Brazilian agribusiness associations say the proposed financial resources for the 2026/27 Harvest Plan are insufficient to support rural producers [1].
The dispute highlights a critical gap between government fiscal constraints and the financial needs of farmers facing high levels of debt. Because the Harvest Plan dictates the credit available for planting and harvesting, inadequate funding could impact national crop yields and economic stability.
Agriculture Minister André de Paula said the government is working to ensure the numbers for the plan are expressive [3]. The plan is scheduled to take effect on July 1 [1].
Industry representatives argue that the current budget proposals do not account for the severe indebtedness of rural producers [1]. A representative of the agribusiness associations said, "The resources presented are insufficient" [1].

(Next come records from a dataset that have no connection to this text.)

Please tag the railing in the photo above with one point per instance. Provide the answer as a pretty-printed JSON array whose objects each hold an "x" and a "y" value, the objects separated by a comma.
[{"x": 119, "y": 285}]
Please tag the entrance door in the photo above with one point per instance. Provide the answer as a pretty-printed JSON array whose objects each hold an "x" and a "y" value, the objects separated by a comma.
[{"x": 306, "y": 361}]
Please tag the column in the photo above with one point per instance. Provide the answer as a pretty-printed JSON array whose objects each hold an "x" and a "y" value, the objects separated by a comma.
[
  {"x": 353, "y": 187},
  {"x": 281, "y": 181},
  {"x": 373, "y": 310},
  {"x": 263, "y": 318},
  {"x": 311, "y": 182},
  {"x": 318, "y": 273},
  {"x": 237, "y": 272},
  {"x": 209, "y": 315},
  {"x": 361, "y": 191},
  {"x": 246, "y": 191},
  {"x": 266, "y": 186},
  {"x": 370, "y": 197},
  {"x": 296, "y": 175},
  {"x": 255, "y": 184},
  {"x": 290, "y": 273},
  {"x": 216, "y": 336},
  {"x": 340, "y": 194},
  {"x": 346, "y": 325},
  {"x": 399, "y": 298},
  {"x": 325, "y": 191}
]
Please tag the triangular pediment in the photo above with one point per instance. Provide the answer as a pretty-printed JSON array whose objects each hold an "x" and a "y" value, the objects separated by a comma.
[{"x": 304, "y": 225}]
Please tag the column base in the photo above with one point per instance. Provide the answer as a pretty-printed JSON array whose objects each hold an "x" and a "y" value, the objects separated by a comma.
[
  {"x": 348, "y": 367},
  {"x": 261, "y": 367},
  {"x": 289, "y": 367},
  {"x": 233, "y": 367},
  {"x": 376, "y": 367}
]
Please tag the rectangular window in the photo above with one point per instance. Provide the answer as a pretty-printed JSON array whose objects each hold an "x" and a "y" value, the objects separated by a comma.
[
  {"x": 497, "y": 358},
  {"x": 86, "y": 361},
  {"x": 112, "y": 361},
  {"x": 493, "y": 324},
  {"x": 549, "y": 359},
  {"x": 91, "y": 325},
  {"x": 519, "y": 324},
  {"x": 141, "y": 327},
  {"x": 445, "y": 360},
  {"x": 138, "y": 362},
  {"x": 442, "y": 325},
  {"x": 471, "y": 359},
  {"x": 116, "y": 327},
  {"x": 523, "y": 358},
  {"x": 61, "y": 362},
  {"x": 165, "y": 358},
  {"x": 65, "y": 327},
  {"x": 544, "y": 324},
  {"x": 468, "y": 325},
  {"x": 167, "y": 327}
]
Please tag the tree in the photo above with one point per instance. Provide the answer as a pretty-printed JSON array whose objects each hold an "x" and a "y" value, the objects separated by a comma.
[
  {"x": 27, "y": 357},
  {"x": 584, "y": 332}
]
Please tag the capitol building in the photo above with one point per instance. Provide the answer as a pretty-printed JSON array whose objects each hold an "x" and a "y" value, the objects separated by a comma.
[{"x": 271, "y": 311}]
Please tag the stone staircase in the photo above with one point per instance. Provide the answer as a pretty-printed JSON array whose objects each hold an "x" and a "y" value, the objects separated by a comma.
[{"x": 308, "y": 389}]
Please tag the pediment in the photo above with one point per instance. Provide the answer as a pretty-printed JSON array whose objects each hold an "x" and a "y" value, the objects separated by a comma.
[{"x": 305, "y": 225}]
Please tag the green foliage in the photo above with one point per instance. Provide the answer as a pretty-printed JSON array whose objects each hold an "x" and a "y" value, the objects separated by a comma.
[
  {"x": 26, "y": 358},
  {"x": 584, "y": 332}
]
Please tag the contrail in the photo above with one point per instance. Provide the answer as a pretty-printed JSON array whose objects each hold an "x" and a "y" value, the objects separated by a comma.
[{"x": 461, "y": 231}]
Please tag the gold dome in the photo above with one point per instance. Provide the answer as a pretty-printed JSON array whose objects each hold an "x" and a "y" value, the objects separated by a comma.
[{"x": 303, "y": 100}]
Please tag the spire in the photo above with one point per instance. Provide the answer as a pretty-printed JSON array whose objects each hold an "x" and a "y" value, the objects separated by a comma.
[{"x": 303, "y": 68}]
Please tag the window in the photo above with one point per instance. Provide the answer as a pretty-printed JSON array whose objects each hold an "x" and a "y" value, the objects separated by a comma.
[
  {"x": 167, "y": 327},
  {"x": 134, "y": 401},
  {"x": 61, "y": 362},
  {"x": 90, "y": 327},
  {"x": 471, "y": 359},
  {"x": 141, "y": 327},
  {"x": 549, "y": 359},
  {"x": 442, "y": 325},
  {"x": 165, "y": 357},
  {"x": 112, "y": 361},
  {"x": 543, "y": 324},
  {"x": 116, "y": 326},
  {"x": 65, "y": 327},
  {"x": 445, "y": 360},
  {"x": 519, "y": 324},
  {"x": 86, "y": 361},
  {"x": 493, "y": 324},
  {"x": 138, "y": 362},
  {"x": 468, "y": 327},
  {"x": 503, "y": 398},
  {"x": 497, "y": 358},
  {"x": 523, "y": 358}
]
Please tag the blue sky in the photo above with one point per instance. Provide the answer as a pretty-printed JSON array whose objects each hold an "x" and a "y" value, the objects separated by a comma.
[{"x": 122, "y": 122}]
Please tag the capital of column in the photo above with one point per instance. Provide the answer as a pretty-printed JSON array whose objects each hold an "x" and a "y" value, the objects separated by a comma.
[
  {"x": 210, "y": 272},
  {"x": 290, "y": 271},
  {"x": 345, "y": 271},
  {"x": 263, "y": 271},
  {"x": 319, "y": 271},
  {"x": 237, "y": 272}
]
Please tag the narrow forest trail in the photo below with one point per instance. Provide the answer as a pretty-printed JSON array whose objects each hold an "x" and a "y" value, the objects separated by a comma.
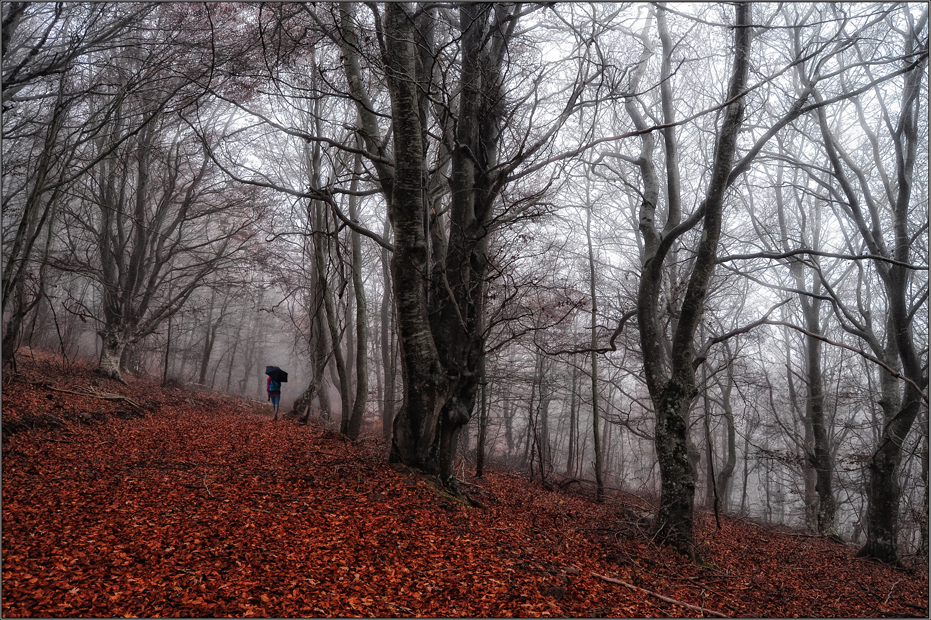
[{"x": 200, "y": 505}]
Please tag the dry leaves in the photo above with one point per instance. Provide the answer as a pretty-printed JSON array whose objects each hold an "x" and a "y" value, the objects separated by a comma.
[{"x": 206, "y": 507}]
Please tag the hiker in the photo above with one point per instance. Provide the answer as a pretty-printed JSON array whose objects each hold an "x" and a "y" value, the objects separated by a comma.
[{"x": 274, "y": 394}]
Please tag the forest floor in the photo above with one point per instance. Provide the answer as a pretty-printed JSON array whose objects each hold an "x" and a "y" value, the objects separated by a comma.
[{"x": 136, "y": 500}]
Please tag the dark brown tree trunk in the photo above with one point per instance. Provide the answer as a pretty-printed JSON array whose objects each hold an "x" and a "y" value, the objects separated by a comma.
[{"x": 671, "y": 382}]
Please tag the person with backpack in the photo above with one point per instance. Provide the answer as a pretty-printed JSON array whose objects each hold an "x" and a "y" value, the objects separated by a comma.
[{"x": 274, "y": 394}]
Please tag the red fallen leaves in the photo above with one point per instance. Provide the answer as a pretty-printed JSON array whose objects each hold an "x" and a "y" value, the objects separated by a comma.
[{"x": 205, "y": 507}]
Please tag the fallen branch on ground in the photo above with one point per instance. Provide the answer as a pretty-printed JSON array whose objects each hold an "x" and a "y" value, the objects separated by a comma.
[
  {"x": 94, "y": 394},
  {"x": 660, "y": 596}
]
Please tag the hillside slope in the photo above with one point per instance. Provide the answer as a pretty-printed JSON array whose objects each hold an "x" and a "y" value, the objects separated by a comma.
[{"x": 168, "y": 502}]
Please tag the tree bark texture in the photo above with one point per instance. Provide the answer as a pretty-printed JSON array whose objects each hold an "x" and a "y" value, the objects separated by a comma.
[{"x": 671, "y": 381}]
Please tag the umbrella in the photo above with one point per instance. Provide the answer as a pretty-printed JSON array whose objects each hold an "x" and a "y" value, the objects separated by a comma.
[{"x": 276, "y": 374}]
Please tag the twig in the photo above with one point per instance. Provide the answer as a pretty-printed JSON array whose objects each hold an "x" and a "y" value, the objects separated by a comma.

Minister André de Paula said the 2026/27 Harvest Plan will involve "special care" regarding interest rates [2]. He said the government is aware of the difficulties caused by the high degree of indebtedness among producers [2].
While the government seeks fiscal space to increase funding, the sector remains concerned that the budget will fall short of actual needs [1, 4]. The plan was slated for announcement in early June 2024 [2].
“"The resources presented are insufficient."”
The tension between the Ministry of Agriculture and agribusiness associations reflects a broader struggle to balance Brazil's federal budget with the credit demands of its primary export sector. By focusing on interest rate relief rather than simply increasing the total volume of funds, the government is attempting to lower the cost of borrowing for indebted farmers without necessarily expanding the total fiscal outlay.